At the Legacy Party in Clifton Gardens I got a No. 4 Meccano set. On hot nights before the nor’easter came you changed into your cossie and ran under the sprinkler. At Sans Souci baths I dive-bombed a jelly blubber for a dare. If you rubbed sand into the sting it hurt less. Bindies in the front lawn made you limp to the steps of the porch and bend over to pick them out. Sandfly bites needed Calamine lotion that dried to a milky crust. From Rose Bay at night you could hear the lions making love in Taronga Park. If the shark bell rang and you missed the wave, you were left out there alone beyond the third line of breakers. Every shadow had teeth. Treading water in frantic silence, you felt afraid enough to run Christ-like for the shore.

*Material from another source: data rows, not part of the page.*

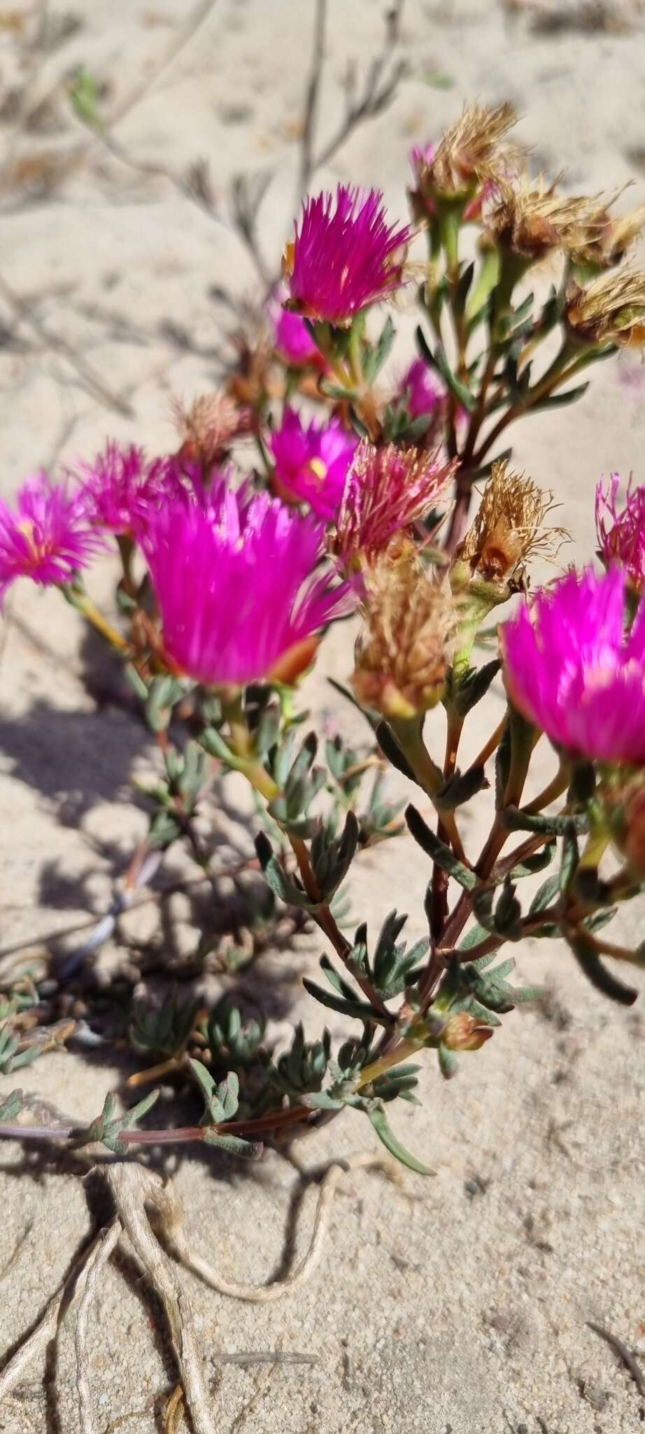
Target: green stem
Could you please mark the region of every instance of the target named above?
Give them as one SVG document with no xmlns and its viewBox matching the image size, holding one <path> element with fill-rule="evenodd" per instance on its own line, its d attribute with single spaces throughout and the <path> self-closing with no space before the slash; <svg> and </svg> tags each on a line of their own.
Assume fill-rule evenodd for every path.
<svg viewBox="0 0 645 1434">
<path fill-rule="evenodd" d="M 97 632 L 100 632 L 102 637 L 108 640 L 110 647 L 115 647 L 119 652 L 132 651 L 130 644 L 126 642 L 125 637 L 122 637 L 115 627 L 112 627 L 112 622 L 103 617 L 100 609 L 96 607 L 96 602 L 92 602 L 92 598 L 89 598 L 86 592 L 72 588 L 70 584 L 62 584 L 60 592 L 63 594 L 66 602 L 69 602 L 72 608 L 76 608 L 86 622 L 89 622 Z"/>
</svg>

At the Harvest Festivals in church the area behind the pulpit was piled high with tins of IXL fruit for the old-age pensioners. We had collected the tinned fruit from door to door. Most of it came from old-age pensioners. Some of them must have got their own stuff back. Others were less lucky. Hunting for cicadas in the peppercorns and the willows, you were always in search of the legendary black prince, but invariably he turned out to be a redeye. The ordinary cicada was called a pisser because he squirted mud at you. The most beautiful cicada was the yellow Monday. He was as yellow as a canary and transparent as crystal. When he lifted his wings in the sunlight the membranes were like the deltas of little rivers. The sun shone straight through him. It shone straight through all of us.

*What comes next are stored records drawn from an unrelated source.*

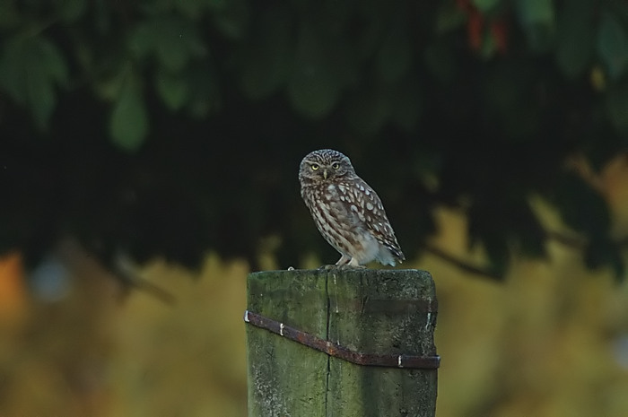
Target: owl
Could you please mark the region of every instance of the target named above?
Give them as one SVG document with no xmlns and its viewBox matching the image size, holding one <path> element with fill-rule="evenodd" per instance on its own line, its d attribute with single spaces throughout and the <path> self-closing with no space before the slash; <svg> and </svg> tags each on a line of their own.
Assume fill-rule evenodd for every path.
<svg viewBox="0 0 628 417">
<path fill-rule="evenodd" d="M 379 197 L 345 155 L 331 149 L 309 153 L 299 182 L 318 231 L 342 255 L 336 265 L 377 260 L 395 266 L 406 259 Z"/>
</svg>

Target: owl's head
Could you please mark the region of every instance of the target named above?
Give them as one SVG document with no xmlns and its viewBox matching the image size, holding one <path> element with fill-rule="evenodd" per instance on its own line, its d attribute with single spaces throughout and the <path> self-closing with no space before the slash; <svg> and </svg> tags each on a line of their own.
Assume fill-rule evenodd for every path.
<svg viewBox="0 0 628 417">
<path fill-rule="evenodd" d="M 332 149 L 321 149 L 305 155 L 301 161 L 299 179 L 334 180 L 355 176 L 346 155 Z"/>
</svg>

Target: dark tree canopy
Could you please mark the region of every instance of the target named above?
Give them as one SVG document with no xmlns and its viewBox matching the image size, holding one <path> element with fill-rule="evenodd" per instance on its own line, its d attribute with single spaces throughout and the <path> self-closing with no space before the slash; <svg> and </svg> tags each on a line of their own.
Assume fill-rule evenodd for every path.
<svg viewBox="0 0 628 417">
<path fill-rule="evenodd" d="M 501 276 L 542 256 L 554 204 L 591 267 L 623 274 L 599 169 L 628 135 L 619 0 L 0 1 L 0 251 L 60 238 L 194 265 L 213 248 L 281 265 L 324 250 L 300 199 L 338 149 L 407 254 L 459 207 Z"/>
</svg>

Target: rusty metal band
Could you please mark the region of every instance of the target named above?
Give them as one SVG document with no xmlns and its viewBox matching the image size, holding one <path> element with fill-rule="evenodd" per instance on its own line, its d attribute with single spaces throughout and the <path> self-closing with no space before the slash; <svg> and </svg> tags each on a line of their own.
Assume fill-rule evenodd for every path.
<svg viewBox="0 0 628 417">
<path fill-rule="evenodd" d="M 415 356 L 361 353 L 249 310 L 244 312 L 244 321 L 286 339 L 304 344 L 311 349 L 323 352 L 329 356 L 340 358 L 357 365 L 417 369 L 436 369 L 440 365 L 440 357 L 438 355 Z"/>
</svg>

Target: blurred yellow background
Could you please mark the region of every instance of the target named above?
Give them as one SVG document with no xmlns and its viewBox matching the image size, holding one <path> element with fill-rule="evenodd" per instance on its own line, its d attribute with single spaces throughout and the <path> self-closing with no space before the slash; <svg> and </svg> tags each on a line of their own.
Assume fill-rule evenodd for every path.
<svg viewBox="0 0 628 417">
<path fill-rule="evenodd" d="M 587 175 L 626 236 L 625 158 Z M 533 204 L 549 230 L 572 236 L 551 206 Z M 481 265 L 464 215 L 437 217 L 432 244 Z M 627 284 L 587 270 L 577 248 L 547 249 L 545 260 L 513 256 L 504 282 L 432 255 L 404 264 L 430 271 L 437 285 L 438 416 L 628 415 Z M 68 281 L 53 299 L 28 288 L 19 254 L 0 263 L 0 416 L 246 415 L 244 261 L 208 255 L 196 273 L 160 260 L 142 268 L 174 296 L 169 305 L 123 291 L 71 239 L 55 256 Z M 310 257 L 293 266 L 316 266 Z M 260 262 L 290 266 L 267 253 Z"/>
</svg>

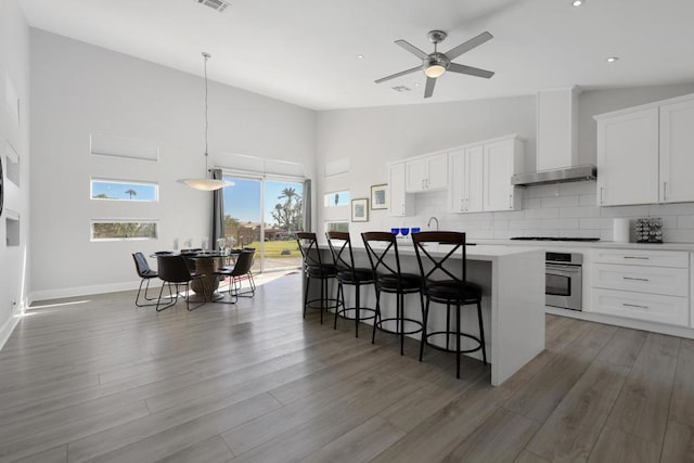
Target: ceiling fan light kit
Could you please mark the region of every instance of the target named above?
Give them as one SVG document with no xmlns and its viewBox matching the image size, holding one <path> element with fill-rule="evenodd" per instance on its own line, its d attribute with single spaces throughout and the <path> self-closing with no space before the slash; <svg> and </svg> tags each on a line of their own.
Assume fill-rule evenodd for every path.
<svg viewBox="0 0 694 463">
<path fill-rule="evenodd" d="M 400 39 L 396 40 L 395 43 L 402 49 L 409 51 L 414 54 L 416 57 L 422 60 L 422 65 L 412 67 L 410 69 L 401 70 L 396 74 L 391 74 L 390 76 L 382 77 L 381 79 L 375 80 L 376 83 L 384 82 L 386 80 L 395 79 L 396 77 L 406 76 L 411 73 L 415 73 L 417 70 L 423 70 L 426 76 L 426 87 L 424 89 L 424 98 L 429 98 L 434 94 L 434 86 L 436 85 L 436 79 L 442 76 L 447 70 L 458 74 L 466 74 L 468 76 L 490 78 L 494 75 L 491 70 L 479 69 L 477 67 L 465 66 L 462 64 L 452 63 L 452 60 L 457 59 L 461 54 L 478 47 L 486 41 L 490 40 L 493 36 L 489 33 L 481 33 L 480 35 L 467 40 L 459 44 L 458 47 L 452 48 L 447 53 L 440 53 L 437 50 L 438 43 L 442 42 L 447 37 L 447 34 L 442 30 L 430 30 L 427 34 L 428 40 L 434 43 L 434 52 L 425 53 L 413 44 Z"/>
<path fill-rule="evenodd" d="M 209 126 L 207 123 L 207 60 L 210 57 L 211 55 L 209 53 L 203 52 L 203 59 L 205 60 L 205 176 L 207 176 L 207 173 L 209 172 L 209 168 L 207 167 L 207 157 L 208 157 L 207 129 Z M 228 182 L 224 180 L 209 179 L 207 177 L 203 177 L 198 179 L 181 179 L 179 181 L 181 183 L 185 183 L 190 188 L 193 188 L 195 190 L 201 190 L 201 191 L 215 191 L 215 190 L 219 190 L 220 188 L 233 185 L 233 183 L 231 182 Z"/>
</svg>

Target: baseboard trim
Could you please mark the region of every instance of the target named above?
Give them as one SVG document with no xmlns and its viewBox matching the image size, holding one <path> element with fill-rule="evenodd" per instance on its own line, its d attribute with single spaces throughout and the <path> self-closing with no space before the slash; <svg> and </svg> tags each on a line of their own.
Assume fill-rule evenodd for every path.
<svg viewBox="0 0 694 463">
<path fill-rule="evenodd" d="M 20 319 L 22 318 L 23 313 L 24 307 L 16 308 L 12 311 L 10 318 L 0 327 L 0 350 L 2 350 L 8 339 L 10 339 L 10 336 L 12 336 L 12 332 L 14 332 L 14 329 L 17 327 L 17 324 L 20 324 Z"/>
<path fill-rule="evenodd" d="M 120 291 L 137 290 L 140 280 L 136 282 L 98 284 L 93 286 L 76 286 L 57 290 L 43 290 L 31 292 L 31 300 L 60 299 L 63 297 L 89 296 L 91 294 L 118 293 Z"/>
</svg>

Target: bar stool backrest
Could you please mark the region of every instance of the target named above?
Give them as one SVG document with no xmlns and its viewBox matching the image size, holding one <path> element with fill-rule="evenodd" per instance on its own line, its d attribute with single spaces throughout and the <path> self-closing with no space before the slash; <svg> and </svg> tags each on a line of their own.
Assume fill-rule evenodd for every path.
<svg viewBox="0 0 694 463">
<path fill-rule="evenodd" d="M 401 275 L 398 242 L 390 232 L 364 232 L 361 234 L 367 255 L 376 278 Z"/>
<path fill-rule="evenodd" d="M 333 261 L 340 272 L 349 271 L 355 276 L 355 255 L 351 250 L 351 240 L 349 233 L 330 231 L 325 233 Z"/>
<path fill-rule="evenodd" d="M 452 281 L 466 282 L 465 233 L 426 231 L 412 233 L 414 252 L 420 266 L 420 273 L 425 282 Z M 432 256 L 426 244 L 447 245 L 437 250 L 446 252 L 444 256 Z"/>
<path fill-rule="evenodd" d="M 296 242 L 301 252 L 305 267 L 323 267 L 318 239 L 313 232 L 297 232 Z M 327 262 L 326 262 L 327 263 Z"/>
</svg>

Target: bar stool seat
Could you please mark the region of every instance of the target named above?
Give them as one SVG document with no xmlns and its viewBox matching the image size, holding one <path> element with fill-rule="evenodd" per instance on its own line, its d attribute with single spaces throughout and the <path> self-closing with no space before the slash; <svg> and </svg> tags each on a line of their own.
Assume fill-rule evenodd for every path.
<svg viewBox="0 0 694 463">
<path fill-rule="evenodd" d="M 335 311 L 334 330 L 337 330 L 337 318 L 355 320 L 355 337 L 359 337 L 359 323 L 364 320 L 373 320 L 376 310 L 370 307 L 361 307 L 361 286 L 374 284 L 375 278 L 372 269 L 355 267 L 355 256 L 351 250 L 349 233 L 330 231 L 325 233 L 333 261 L 337 268 L 337 297 L 342 301 L 342 308 Z M 355 306 L 345 305 L 345 285 L 355 286 Z M 363 314 L 365 312 L 365 316 Z M 354 313 L 354 316 L 351 316 Z"/>
<path fill-rule="evenodd" d="M 334 263 L 323 262 L 321 249 L 318 246 L 318 239 L 312 232 L 297 232 L 296 242 L 304 260 L 305 292 L 304 292 L 304 318 L 307 309 L 318 309 L 321 311 L 321 324 L 323 324 L 323 311 L 334 310 L 337 312 L 343 307 L 337 297 L 329 297 L 329 283 L 337 278 L 337 267 Z M 309 287 L 311 280 L 319 280 L 321 285 L 320 297 L 309 299 Z"/>
<path fill-rule="evenodd" d="M 419 232 L 412 234 L 414 250 L 424 280 L 424 329 L 420 345 L 420 361 L 424 357 L 424 346 L 447 352 L 455 352 L 455 377 L 460 378 L 460 356 L 481 350 L 483 362 L 487 364 L 487 349 L 485 346 L 485 329 L 481 318 L 481 287 L 467 281 L 465 233 L 460 232 Z M 433 256 L 425 247 L 427 243 L 445 244 L 447 253 Z M 425 270 L 426 269 L 426 270 Z M 446 329 L 434 332 L 427 331 L 430 303 L 446 305 Z M 461 308 L 466 305 L 477 307 L 479 335 L 461 330 Z M 455 327 L 451 327 L 451 308 L 455 308 Z M 446 345 L 429 342 L 433 337 L 446 336 Z M 455 339 L 455 347 L 451 347 L 451 337 Z M 461 337 L 472 339 L 474 347 L 461 347 Z"/>
</svg>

It shone straight through everything, and I suppose it still does. As I begin this last paragraph, outside my window a misty afternoon drizzle gently but inexorably soaks the City of London. Down there in the street I can see umbrellas commiserating with each other. In Sydney Harbour, twelve thousand miles away and ten hours from now, the yachts will be racing on the crushed diamond water under a sky the texture of powdered sapphires. It would be churlish not to concede that the same abundance of natural blessings which gave us the energy to leave has every right to call us back. All in, the whippy’s taken. Pulsing like a beacon through the days and nights, the birthplace of the fortunate sends out its invisible waves of recollection. It always has and it always will, until even the last of us come home.